— Не скрывай от меня, Сереженька — заговорила она певуче. — Не вышло ли у тебя истории какой у Загогулиных? Больно уж ты рано вернулся оттуда; там, поди, только теперь самый разгар танцев-то! Не скрывай от меня, Сереженька! Уж не Варюшенька ли Загогулина обидела тебя чем, а? Ведь я знаю, всё знаю! Вижу, что у тебя по ней сердечко болит! Так ведь? Она, може, какому другому кавалеру предпочтение оказала? Да? А ты ну, конечно, человек молодой да горячий: «фырк фырк», шапку в охапку да в дверь. Так? Варюшенька-то, може, офицеру какому из новоприбывших предпочтение своё оказала; женский пол ух как до сабель-шпор падок! Ну, а ваш брат чиновничек небольшой, тоже известно с амбицией: мы, дескать перед офицерами в грязь лицом не ударим, мы, дескать и сами с усами! Футы, нуты! Да?
Дарья Панкратьевна хотела было ласково улыбнуться, но внезапно побледнела и глядела на сына как бы с недоумением и даже с испугом, так как Сергей Петрович поднялся при последних словах матери в сильнейшем волнении.
— С балу-то я, маменька, вернулся, это верно, — прошептал он, вздрагивая, — но что касается Варюшенькиного предпочтения, то я на него плюю! Да-с, плюю и даже не извиняюсь! И что касается офицеров тоже, то прошу вас маменька глаза мне ими не колоть. Нечего-с! Мы и сами не хуже их и, быть может, в скором времени им себя покажем. Покажем, маменька, покажем, покажем!
Последние слова Сергей Петрович даже выкрикивал, волнуясь и притопывая ногою. Но он внезапно замолчал, увидев ошеломлённое и огорчённое лицо матери.
— Маменька, — прошептал он, становясь пред старушкой на колени и ловя её руки, — маменька, простите меня, самолюбца проклятого, огорчил я вас и обидел, и всё потому, что у меня дела по горло, а вы ко мне с расспросами пристаёте; простите меня, маменька!
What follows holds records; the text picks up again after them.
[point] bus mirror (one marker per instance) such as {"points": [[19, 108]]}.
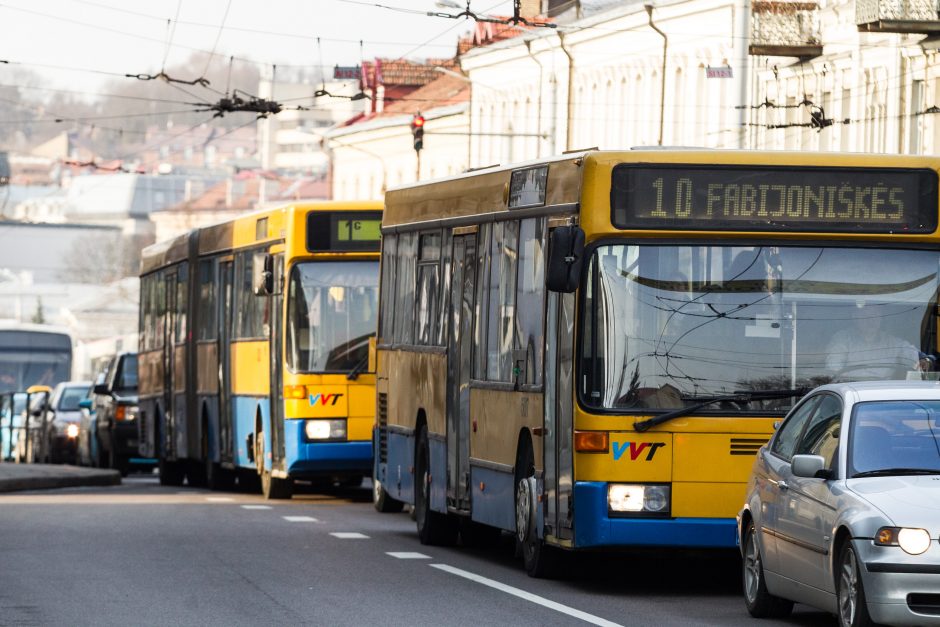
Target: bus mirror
{"points": [[373, 354], [262, 274], [565, 255]]}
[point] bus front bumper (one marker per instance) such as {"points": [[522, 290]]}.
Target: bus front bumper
{"points": [[595, 527], [325, 458]]}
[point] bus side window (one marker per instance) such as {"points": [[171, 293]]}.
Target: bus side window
{"points": [[388, 305], [530, 301]]}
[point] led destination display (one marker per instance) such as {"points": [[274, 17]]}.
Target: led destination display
{"points": [[762, 198], [349, 231]]}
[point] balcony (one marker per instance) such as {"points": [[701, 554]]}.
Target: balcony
{"points": [[785, 29], [897, 16]]}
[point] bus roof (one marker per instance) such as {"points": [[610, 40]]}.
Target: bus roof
{"points": [[239, 232], [485, 192], [31, 327]]}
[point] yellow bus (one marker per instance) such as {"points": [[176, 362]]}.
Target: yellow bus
{"points": [[254, 348], [588, 351]]}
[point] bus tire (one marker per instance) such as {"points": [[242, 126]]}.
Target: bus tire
{"points": [[382, 501], [539, 559], [272, 487], [433, 527], [171, 473]]}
Глаза Дарьи Панкратьевны сразу повеселели.
— Ох, сынок, да неужто же у тебя с офицерами ничего не вышло? — спросила она всё ещё с недоумением на лице. — А я думала-думала, гадала-гадала. Вижу, ты пришёл рано и всё по комнате бегаешь и всё стонешь, слышу! Я даже карты раскладывала, и всё тебе скверно выходило: туз пиковый прямо на сердце твоё упал, и в доме червонном тебя хлопоты пиковые ожидали. И всё пики, и всё пики! Я даже расплакалась. Терпеть я не могу пиковой природы!
Сергей Петрович поцеловал руки матери. Он хотел было что-то сказать, но Дарья Панкратьевна перебила его.
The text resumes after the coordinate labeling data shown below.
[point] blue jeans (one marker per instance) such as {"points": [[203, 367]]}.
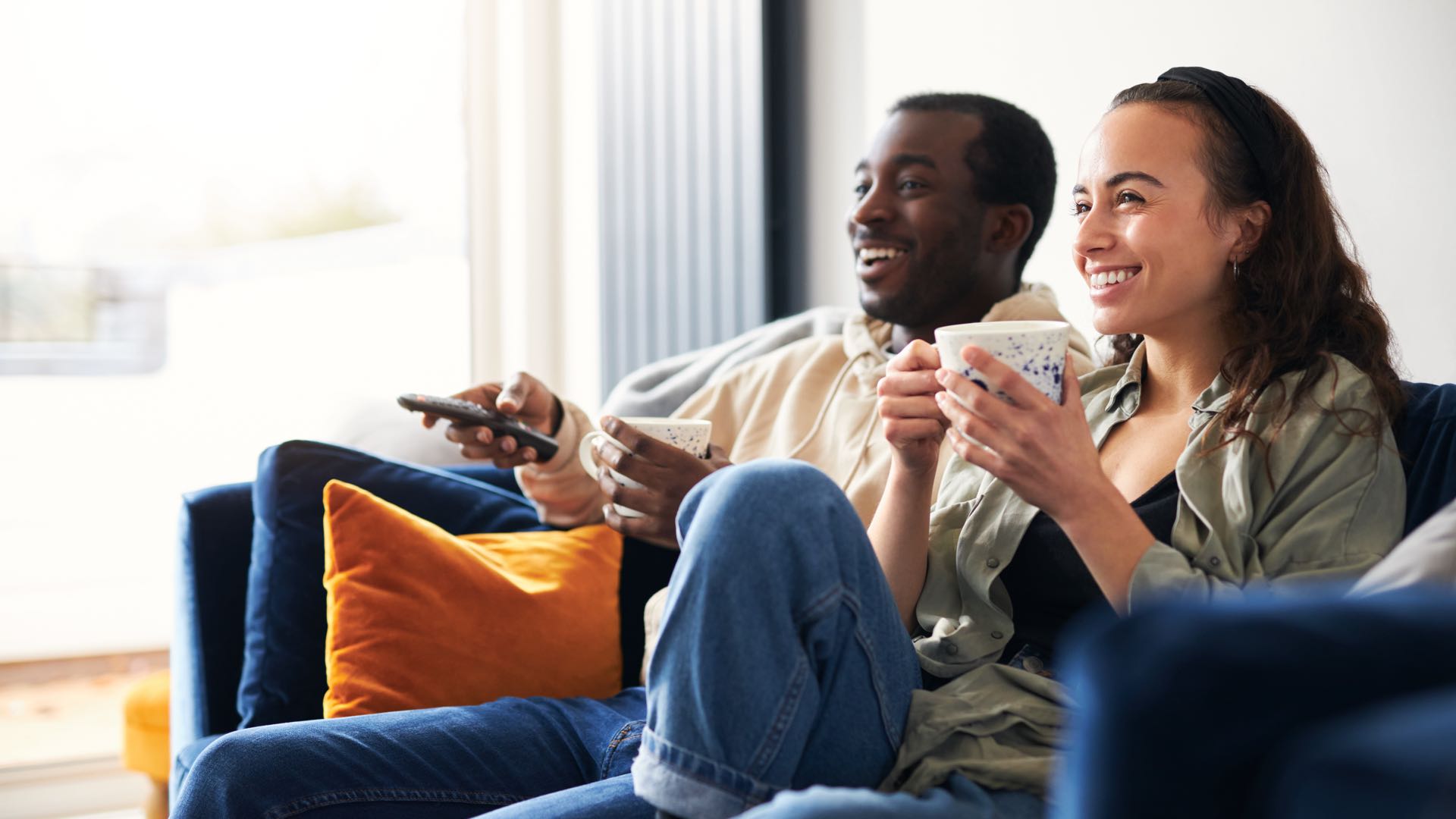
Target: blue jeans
{"points": [[438, 763], [783, 665], [783, 661]]}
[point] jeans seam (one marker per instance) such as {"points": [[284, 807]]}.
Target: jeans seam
{"points": [[628, 730], [832, 598], [351, 796], [769, 748], [677, 768]]}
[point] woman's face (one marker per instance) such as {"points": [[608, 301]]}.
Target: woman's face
{"points": [[1153, 259]]}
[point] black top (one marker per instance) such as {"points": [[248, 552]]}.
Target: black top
{"points": [[1047, 580]]}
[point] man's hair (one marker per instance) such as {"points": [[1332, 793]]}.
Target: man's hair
{"points": [[1011, 162]]}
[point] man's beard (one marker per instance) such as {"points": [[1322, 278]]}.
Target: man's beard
{"points": [[932, 287]]}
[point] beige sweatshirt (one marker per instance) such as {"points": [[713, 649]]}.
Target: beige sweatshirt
{"points": [[813, 400]]}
— И всё это оттого, Сереженька, — снова заговорила она, — оттого беспокоюсь я, потому что вижу, больно уж вы с Кремнём офицеров невзлюбили. И всё из-за дам! До прихода ихнего вы и сами были первыми кавалерами, и теперь, конечно, вам обидно. Но что делать, смириться надо! Вы — люди маленькие, а офицер всегда первым танцором и первым кавалером был, есть и будет. Не перебивай, Сереженька! Да. Когда я молодая была, был у меня офицер знакомый с фамилией громкой такой. Пантюхиным его звали. Его ещё убили где-то: не то в траншее, не то в трактире. Путать я теперь слова-то эти стала, которые помудреней. Так вот офицер этот самый, бывало, усищи свои закрутит, шпорой брякнет, да и скажет: «У меня на каждом волоске усов по исправничихе сидит!» И что же ты думаешь? Ведь сидели, убей меня Бог, сидели! Не поверишь ли, и из нашего города он тоже исправничиху увёз! Да. Только, по счастию, на первой станции бросил её. Эта исправничиха-то, по правде сказать, женщина сырая была, не так уж чтоб молодая! Видно, для офицерского призванья не стоящая!
Дарья Панкратьевна рассмеялась, любовно сияя сыну глазами. Сергей Петрович развеселился тоже.